Il voto di domenica 19 deciderà chi guiderà le principali città italiane per i prossimi cinque anni. Non c’è niente di scontato in quei ballottaggi: la mobilità dell’elettorato fra il primo e secondo turno o l’idea che tanto ce la si fa lo stesso possono riservare scherzi da incubo.

A Bologna si sfideranno l’innovazione del buongoverno riformista proposta da Virginio Merola e la deriva leghista basata sulla paura della diversità e sull’odio fra poveri. È evidente che non ho dubbi su chi votare. Ti aspetto venerdì 17 alle 18 in piazza dell’Unità per l’iniziativa di chiusura della campagna elettorale di Merola, #dallapartedibologna.

Qui le informazioni pratiche su come votare.

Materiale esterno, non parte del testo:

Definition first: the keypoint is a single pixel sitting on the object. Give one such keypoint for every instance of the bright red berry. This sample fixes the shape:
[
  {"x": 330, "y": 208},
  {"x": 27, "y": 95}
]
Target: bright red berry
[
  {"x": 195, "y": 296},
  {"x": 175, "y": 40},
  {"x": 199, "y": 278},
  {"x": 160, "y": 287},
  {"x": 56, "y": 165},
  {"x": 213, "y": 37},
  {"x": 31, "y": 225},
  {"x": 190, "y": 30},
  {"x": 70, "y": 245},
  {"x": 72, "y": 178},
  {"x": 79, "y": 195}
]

Allo stesso modo, se vivessi in altre città, voterei per Beppe Sala a Milano, per Roberto Giachetti a Roma, per Piero Fassino a Torino, per Roberto Cosolini a Trieste. A Napoli, piuttosto che dare la città in mano alle destre spero che ce la faccia De Magistris.

DIRITTI UMANI IN EUROPA

Idomeni e i campi fantasma al confine d'Europa, il mio articolo per l'Huffington Post all'indomani della mia visita ai campi profughi al confine fra la Grecia e la Macedonia per conto della commissione Diritti umani del Senato.

BIOETICA E PROGRESSO MORALE

Sono intervenuto nel corso del convegno su bioetica e progresso morale organizzato da Fondazione ReligionsFree Bancale, Cgil Nuovi Diritti e Università La Sapienza di Roma. Il video del mio intervento.

 TRENITALIA E I PENDOLARI

Trenitalia sta valutando di non consentire più l’abbonamento sui treni Freccia Rossa. Questa eventualità sarebbe una mazzata  per i pendolari, lavoratori e studenti. Per questo ho condiviso e firmato l'interrogazione di Laura Puppato sull'argomento.

UNA STRAGE OMOFOBA

Anche Bologna, come tante città del mondo, ha commemorato le 49 vittime della strage di Orlando. Vittime del fanatismo religioso, certo, se la stessa Isis ha rivendicato la carneficina, ma anche vittime dell'omofobia, che spesso accompagna il fanatismo a tutte le latitudini. L'abbiamo fatto in tanti, compreso il Sindaco Virginio Merola, di fronte al triangolo rosa che ricorda le vittime omosessuali del nazifascismo.
Per non dimenticare l'omofobia di casa nostra, ti segnalo anche due articoli dell'Espresso che parlano di mie iniziative parlamentari:  uno di Michele Sasso che ha scritto della mia proposta per mettere al bando i trattamenti antiscientifici che mirano a cambiare l'orientamento sessuale dei minori e uno di Susanna Turco sullo stato del disegno di legge contro l'omofobia e la transfobia.